Daily Management Review

China takes the lead in quantum cryptography


Scientists are racing to work on quantum cryptography, which is the only one that can withstand quantum computers in protecting digital information from hacking. As the newspaper The New York Times notes, Chinese scientists have clearly achieved greater success in this area compared to their counterparts from other countries.

Dozens of scientists and technology companies, from Google in the USA to Alibaba in China, are working on creating a full-fledged quantum computer, The New York Times writes. Such a device, using the phenomena of quantum mechanics to transmit and process data, will be much more efficient than the most powerful existing computers. It will be able crack the most reliable protection of digital information. The only way to save commercial and state secrets from a quantum computer is to protect them with quantum encryption.

In contrast to conventional cryptography, which uses mathematical methods to protect information, quantum cryptography works on the basis of physics and codes that protect information are transmitted in it by physical means: electrons, photons, etc. It is quite likely that such a cipher cannot be cracked. Many scientists in the world are working now to create such encryption, despite the fact that the threat in the form of a quantum computer has not yet appeared.

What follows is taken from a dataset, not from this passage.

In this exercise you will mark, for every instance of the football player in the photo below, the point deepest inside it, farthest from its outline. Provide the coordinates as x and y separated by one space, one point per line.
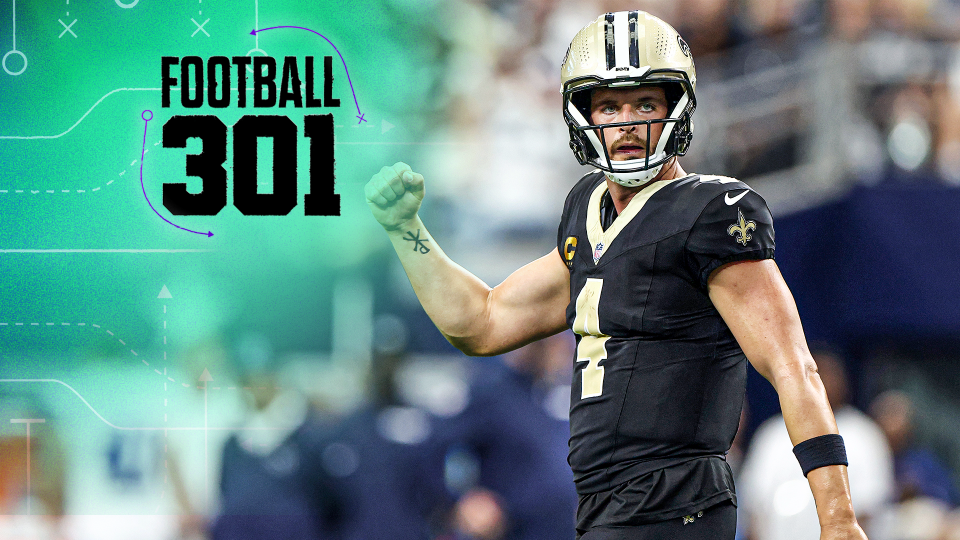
669 282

Just like in many other areas, Chinese scientists have succeeded in quantum cryptography.

China has already invested tens of millions of dollars in building networks that can transfer data using quantum encryption. Last year, the Chinese space satellite Mo-zi, named after the ancient Chinese philosopher, made it possible to make a video call between Beijing and Vienna using quantum encryption. In addition, last year a quantum communication network was launched between Beijing and Shanghai. However, at this stage quantum encryption can be used only for limited distances. The case of video communication between Beijing and Vienna set a record of 7450 km. On the ground, when using fiber-optic networks, the maximum distance is 240 km.

The Scientific and Technical University of China, which participated in launch of the Mo-zi, headed work on construction of a ground-based fiber-optic network stretching nearly 2000 km. Authorities of the provinces of Anhui and Shandong, on the territory of which this network passes, have invested a total of $ 80 million in this project. And now the network is expanding to other cities and regions of the country with large-scale support from the central authorities in order to go global to 2030.

In the United States, scientists initially focused on using conventional mathematical methods to create forms of encryption that can resist a quantum computer. The advantage of this technology is that it does not require creation of a new infrastructure. But while watching the activity of their Chinese colleagues, some American scientists also thought about quantum cryptography.

For example, Californian startup Qubitekk is developing quantum protection for power grids in Tennessee. Another startup, Quantum Xchange, is creating a quantum encryption network in the northeast United States. The technology is expected to serve the banks of Wall Street and other companies. 
Of course, The New York Times notes, the success of such startups can hardly be compared with Chinese developments, given the scale of China’s investment in the necessary infrastructure. But many experts believe that more important work will take place in research laboratories, and the Department of Energy is already funding a pilot network in Chicago, which will be able to surpass Chinese counterparts.

Los Alamos and Oak Ridge National Laboratories collaborate with Qubitekk in the protection of power grid quantum technologies. Quantum Xchange builds a communication line with quantum encryption between Manhattan and Newark, and over time it will connect the major banks operating in these cities, and then along the entire East Coast of the United States.